TREATING ADDICTION CAN PREVENT HIV
Alcohol and drug addiction are major drivers of the HIV/AIDS epidemic in many parts of the world, but for political and ideological reasons, scientists and clinicians have tended to shy away from this area of HIV research, while governments and donors have been reluctant to fund programmes targeting addicts.
This was the theme of several presentations on the implications of drug and alcohol dependence in HIV prevention and treatment at the 5th International AIDS Society (IAS) Conference on HIV Pathogenesis, Treatment and Prevention in Cape Town, South Africa, on Tuesday.
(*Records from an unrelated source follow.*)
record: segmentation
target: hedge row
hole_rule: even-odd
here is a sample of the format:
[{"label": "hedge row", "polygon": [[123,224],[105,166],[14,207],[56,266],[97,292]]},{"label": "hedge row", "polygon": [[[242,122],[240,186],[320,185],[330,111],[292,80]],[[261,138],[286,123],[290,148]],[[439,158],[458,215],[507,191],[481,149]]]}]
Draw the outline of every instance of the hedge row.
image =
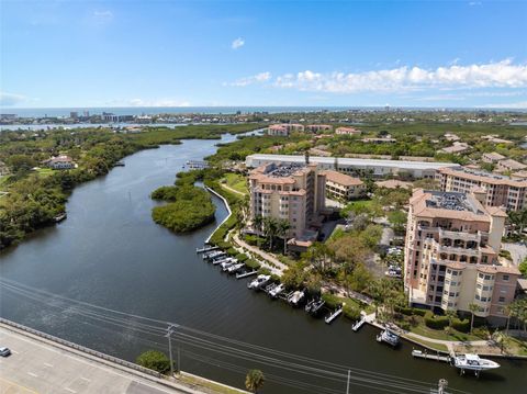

An analysis of a number of studies on the association between alcohol use and HIV in sub-Saharan Africa found that drinkers had a 70 percent higher risk of contracting HIV compared to non-drinkers.
“Programmes aimed at reducing alcohol consumption could reduce HIV infections,” said Dr Saidi Kapiga of the Harvard School of Public Health, but few such programmes exist. “It’s something we’re just not talking about, but [alcohol] is a major driver of the epidemic.”
Nora Volkow, director of the National Institute on Drug Abuse (NIDA) at the US National Institutes of Health, described addiction as a chronic brain disease mainly determined by genetics and environmental factors, but this had not prevented addicts from being highly stigmatised, and HIV-positive addicts from being doubly stigmatised.
Drug addiction has many serious health consequences, including a greater risk of infectious diseases such as HIV, Volkow said. “You can’t cure drug addiction, but you can treat it, and you should … treatment of drug addiction is a way to prevent HIV.”
Behavioural therapy and substitution treatment using methadone or similar drugs to help users overcome their addictions and lower their HIV risk are unavailable in most settings, or form part of pilot programmes that are never scaled up or integrated into public health care systems.
Eastern Europe and Central Asia have experienced an epidemic in drug use since the 1990s, with the result that injecting drug users now make up 85 percent of people living with HIV in some parts of the region.
Konstantin Lezhentsev, of the Harm Reduction Programme run by the Open Society Institute, said a few countries in Eastern Europe had begun offering substitution treatment, but high levels of stigma, repressive drug laws, a lack of guidance on implementation, and a reluctance by medical professionals, government and NGOs to address the problem meant that such programmes rarely got beyond the pilot stage.
In South Africa a colossal increase in methamphetamine use since 2003 is contributing to the spread of HIV in a country that already has the largest burden in the world. Charles Parry, of the Medical Research Council, said users experience a sense of euphoria, heightened self-confidence and sexuality that can lead them to having multiple sexual partners and sharing needles.
Substitute medications to treat methamphetamine addiction are still in development, but long-term behavioural therapy could be effective. Despite the evidence that “methamphetamine treatment equals HIV prevention”, said Parry, “we haven’t really progressed beyond research studies; we need to operationalize them by implementing initiatives we know work.”